Science You Can Use is hosted by Rocky Mountain Research Station. The show is categorised under science (natural) and has published 44 episodes.

How many episodes does Science You Can Use have?

Science You Can Use has published 44 episodes.

What topics does Science You Can Use cover?

Science You Can Use regularly covers science, natural, government. It sits in the science category, with a natural focus.

Is it hard to get booked on Science You Can Use?

Science You Can Use is accessible for guests with genuine science expertise. A personalised, episode-aware pitch will still outperform a generic one every time.

Is Science You Can Use currently accepting guest pitches?

Science You Can Use hasn't explicitly signalled guest openness in recent episodes. That doesn't rule out pitching. your hook just needs to be especially compelling and relevant to their recent content.

How long are Science You Can Use episodes?

Episodes of Science You Can Use average 5 minutes. a focused format where a clear narrative arc and tight preparation matter most.

What guest credentials does Science You Can Use typically look for?

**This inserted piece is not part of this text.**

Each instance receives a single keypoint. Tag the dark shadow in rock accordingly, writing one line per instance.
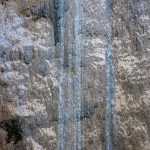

Our data rates Science You Can Use's guest bar at 80/100 (Premium tier). Established thought leaders with verified media credentials. Sign in to PitchCentric to see how your own Pod Score compares against this show.

Methodology. Booking Probability™ blends Listen Score, 30-day Virality, open-to-guests detection, and Apple ratings. Data refreshed every 60 minutes. Listen Score and Booking Probability are calculated by PitchCentric. Last enriched 12 days ago.